I have been using lemonade for nearly a year already. On Strix Halo I am using nothing else - although kyuz0's toolboxes are also nice (https://kyuz0.github.io/amd-strix-halo-toolboxes/)

Nowadays you get TTS, STT, text & image generation and image editing should also be possible. Besides being able to run via rocm, vulkan or on CPU, GPU and NPU. Quite a lot of options. They have a quite good and pragmatic pace in development. Really recommend this for AMD hardware!

Edit: OpenAI and i think nowaday ollama compatible endpoints allow me to use it in VSCode Copilot as well as i.e. Open Web UI. More options are shown in their docs.

▲

UncleOxidant 4 hours ago | parent | next [-]

How much of a speedup might I get for, say, Qwen3.5-122B if I were to run with lemonade on my Strix Halo vs running it using vulkan with llama.cpp ?

	▲	sawansri 2 hours ago \| parent [-]
		You would get similar performance. Lemonade is designed as a turnkey (optimized for AMD Hardware) for local AI models. The software helps you manage backends (llama.cpp, flm, whispercpp, stable‑diffusion.cpp, etc) for different GenAI modalities from a single utility. On the performance side, lemonade comes bundled with ROCm and Vulkan. These are sourced from https://github.com/lemonade-sdk/llamacpp-rocm and https://github.com/ggml-org/llama.cpp/releases respectively.

▲

syntaxing 7 hours ago | parent | prev [-]

Have you used it with any agents or claw? If so, which model do you run?

▲

dennemark 7 hours ago | parent | next [-]

I have two Strix Halo devices at hand. Privately a framework desktop with 128gb and at work 64GB HP notebook. The 64GB machine can load Qwen3.5 30B-A3B, with VSCode it needs a bit of initial prompt processing to initialize all those tools I guess. But the model is fighting with the other resources that I need. So I am not really using it anymore these days, but I want to experiment on my home machine with it. I just dont work on it much right now.

Lemonade has a Web UI to set the context size and llama.cpp args, you need to set context to proper number or just to 0 so that it uses the default. If its too low, it wont work with agentic coding.

I will try some Claw app, but first need to research the field a bit. But I am using different models on Open Web UI. GPT 120B is fast, but also Qwen3.5 27B is fine.

▲

cpburns2009 7 hours ago | parent [-]

Qwen3-Coder-Next works well on my 128GB Framework Desktop. It seems better at coding Python than Qwen3.5 35B-A3B, and it's not too much slower (43 tg/s compared to 55 tg/s at Q4).

27B is supposed to be really good but it's so slow I gave up on it (11-12 tg/s at Q4).

▲

vlowther an hour ago | parent | next [-]

The 8 bit MLX unsloth quant of qwen3-coder-next seems to be a local best on an MBB M5 Max with 128GB memory. With oMLX doing prompt caching I can run two in parallel doing different tasks pretty reasonably. I found that lower quants tend to lose the plot after about 170k tokens in context.

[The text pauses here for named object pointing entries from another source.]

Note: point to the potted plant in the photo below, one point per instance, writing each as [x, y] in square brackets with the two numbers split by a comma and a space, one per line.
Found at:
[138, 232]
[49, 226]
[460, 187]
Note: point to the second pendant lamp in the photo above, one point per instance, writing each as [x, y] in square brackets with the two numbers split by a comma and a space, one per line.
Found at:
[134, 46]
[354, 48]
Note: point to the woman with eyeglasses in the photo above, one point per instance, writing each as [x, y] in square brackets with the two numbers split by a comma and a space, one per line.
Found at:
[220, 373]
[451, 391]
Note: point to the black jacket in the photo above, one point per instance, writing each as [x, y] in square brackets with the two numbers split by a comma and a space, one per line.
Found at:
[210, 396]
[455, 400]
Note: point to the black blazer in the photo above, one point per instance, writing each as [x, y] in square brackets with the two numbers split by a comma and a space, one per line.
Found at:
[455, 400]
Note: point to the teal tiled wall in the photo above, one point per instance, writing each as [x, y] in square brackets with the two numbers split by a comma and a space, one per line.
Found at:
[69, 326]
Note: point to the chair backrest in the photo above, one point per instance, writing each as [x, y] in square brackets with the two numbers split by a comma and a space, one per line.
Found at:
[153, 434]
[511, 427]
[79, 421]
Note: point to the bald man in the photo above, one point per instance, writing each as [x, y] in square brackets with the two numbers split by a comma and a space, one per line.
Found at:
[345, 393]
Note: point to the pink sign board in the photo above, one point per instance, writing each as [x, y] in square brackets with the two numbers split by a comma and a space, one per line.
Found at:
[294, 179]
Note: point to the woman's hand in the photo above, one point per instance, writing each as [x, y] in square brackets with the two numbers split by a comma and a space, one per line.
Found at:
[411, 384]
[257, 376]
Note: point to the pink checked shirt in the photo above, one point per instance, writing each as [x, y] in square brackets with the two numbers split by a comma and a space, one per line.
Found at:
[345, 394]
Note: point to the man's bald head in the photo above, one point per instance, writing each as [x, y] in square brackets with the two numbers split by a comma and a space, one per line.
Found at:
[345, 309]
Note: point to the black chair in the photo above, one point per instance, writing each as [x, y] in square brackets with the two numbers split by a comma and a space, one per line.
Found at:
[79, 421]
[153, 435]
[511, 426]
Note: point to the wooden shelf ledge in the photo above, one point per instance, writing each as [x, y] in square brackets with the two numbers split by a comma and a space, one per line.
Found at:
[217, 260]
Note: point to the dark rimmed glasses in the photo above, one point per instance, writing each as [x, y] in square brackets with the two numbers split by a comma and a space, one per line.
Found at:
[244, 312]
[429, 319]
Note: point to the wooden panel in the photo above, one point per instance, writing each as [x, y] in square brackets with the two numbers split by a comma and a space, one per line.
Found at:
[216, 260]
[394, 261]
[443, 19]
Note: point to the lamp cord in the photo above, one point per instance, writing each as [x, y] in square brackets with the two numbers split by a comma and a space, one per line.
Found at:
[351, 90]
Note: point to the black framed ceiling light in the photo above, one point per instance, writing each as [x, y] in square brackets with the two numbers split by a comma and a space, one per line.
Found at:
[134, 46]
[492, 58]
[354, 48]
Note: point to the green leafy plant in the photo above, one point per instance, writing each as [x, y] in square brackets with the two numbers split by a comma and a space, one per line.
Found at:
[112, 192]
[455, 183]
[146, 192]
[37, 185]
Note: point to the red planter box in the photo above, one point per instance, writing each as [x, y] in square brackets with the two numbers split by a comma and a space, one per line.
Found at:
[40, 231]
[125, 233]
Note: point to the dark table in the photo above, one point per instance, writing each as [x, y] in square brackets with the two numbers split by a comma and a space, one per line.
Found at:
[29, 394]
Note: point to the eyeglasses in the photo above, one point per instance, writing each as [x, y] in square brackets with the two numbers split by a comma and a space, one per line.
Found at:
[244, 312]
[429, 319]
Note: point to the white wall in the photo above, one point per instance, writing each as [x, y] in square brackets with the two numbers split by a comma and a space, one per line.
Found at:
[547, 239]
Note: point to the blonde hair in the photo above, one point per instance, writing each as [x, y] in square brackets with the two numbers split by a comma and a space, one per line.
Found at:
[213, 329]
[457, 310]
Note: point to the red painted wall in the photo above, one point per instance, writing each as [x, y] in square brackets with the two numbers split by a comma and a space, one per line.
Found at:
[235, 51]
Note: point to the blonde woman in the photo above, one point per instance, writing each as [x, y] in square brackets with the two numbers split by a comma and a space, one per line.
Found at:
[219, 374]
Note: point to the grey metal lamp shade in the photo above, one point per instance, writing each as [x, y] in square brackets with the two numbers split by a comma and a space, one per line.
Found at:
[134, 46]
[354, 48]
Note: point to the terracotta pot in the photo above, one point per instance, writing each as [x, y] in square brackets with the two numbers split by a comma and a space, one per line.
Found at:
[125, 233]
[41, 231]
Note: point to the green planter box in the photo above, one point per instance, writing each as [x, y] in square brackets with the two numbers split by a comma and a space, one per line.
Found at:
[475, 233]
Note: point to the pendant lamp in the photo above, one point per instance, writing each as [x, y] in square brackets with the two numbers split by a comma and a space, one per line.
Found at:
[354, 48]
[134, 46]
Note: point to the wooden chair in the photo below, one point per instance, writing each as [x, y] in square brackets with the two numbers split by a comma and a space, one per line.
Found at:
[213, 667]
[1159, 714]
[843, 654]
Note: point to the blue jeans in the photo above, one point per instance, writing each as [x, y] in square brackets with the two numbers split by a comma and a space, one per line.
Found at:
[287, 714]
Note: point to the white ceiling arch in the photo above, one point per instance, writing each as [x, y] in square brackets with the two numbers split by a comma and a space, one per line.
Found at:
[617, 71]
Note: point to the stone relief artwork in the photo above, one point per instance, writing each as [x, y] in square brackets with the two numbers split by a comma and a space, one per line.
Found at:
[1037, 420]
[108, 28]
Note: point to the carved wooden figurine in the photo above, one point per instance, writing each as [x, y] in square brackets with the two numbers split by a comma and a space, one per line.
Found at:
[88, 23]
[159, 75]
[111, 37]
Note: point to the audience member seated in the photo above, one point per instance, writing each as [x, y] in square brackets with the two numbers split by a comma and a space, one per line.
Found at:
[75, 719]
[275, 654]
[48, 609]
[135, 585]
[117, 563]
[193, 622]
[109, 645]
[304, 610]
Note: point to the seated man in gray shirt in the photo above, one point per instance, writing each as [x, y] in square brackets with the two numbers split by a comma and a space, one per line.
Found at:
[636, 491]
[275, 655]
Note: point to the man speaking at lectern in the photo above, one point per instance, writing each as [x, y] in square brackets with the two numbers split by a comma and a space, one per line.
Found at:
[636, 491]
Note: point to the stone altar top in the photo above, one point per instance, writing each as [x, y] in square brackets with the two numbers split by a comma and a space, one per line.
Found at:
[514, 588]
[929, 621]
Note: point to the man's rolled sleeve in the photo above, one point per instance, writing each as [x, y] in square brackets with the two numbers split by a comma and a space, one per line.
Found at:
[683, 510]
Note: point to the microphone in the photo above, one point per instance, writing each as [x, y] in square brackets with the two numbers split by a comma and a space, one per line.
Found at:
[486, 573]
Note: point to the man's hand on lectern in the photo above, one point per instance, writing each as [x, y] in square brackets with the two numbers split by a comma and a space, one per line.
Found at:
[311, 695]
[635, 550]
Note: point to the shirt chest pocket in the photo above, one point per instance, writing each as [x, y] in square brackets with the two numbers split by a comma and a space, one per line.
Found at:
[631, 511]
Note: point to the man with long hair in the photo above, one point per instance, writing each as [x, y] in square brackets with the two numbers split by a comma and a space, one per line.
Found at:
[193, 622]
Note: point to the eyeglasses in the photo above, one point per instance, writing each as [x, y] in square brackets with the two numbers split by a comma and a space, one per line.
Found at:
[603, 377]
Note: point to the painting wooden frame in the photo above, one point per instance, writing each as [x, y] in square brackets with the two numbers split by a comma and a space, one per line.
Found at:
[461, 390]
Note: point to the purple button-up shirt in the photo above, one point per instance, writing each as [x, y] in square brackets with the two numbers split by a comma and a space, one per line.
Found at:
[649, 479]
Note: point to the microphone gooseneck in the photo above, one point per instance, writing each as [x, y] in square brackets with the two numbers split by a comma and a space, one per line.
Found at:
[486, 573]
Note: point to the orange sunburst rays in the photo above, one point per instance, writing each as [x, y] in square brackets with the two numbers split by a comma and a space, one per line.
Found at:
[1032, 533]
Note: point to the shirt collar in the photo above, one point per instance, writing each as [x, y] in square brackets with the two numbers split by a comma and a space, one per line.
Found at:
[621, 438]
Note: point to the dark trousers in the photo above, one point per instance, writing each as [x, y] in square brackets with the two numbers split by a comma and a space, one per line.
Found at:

	▲	cpburns2009 44 minutes ago \| parent [-]
		That's good to know. I haven't exceeded a 120k context yet. Maybe I'll bite the bullet and try Q6 or Q8. Any of coder-next quants larger than UD-Q4_K_XL take forever to load, especially with ROCm. I think there's some sort of autotuning or fitting going in llama.cpp.

▲

UncleOxidant 4 hours ago | parent | prev [-]

Agreed. Qwen3-coder-next seems like the sweetspot model on my 128GB Framework Desktop. I seem to get better coding results from it vs 27b in addition to it running faster.

▲

lrvick 4 hours ago | parent | prev [-]

As another data point.

Running Qwen3.5 122B at 35t/s as a daily driver using Vulcan llama.cpp on kernel 7.0.0rc5 on a Framework Desktop board (Strix Halo 128).

Also a pair of AMD AI Pro r9700 cards as my workhorses for zimageturbo, qwen tts/asr and other accessory functions and experiments.

Finally have a Radeon 6900 XT running qwen3.5 32B at 60+t/s for a fast all arounder.

If I buy anything nvidia it will be only for compatibility testing. AMD hardware is 100% the best option now for cost, freedom, and security for home users.

	▲	plagiarist 2 hours ago \| parent \| next [-]
		How is the performance for Z-Image on the R9700s?
	▲	syntaxing 2 hours ago \| parent \| prev [-]
		Are the dedicated GPU cards on another machine or you’re using eGPU with the framework?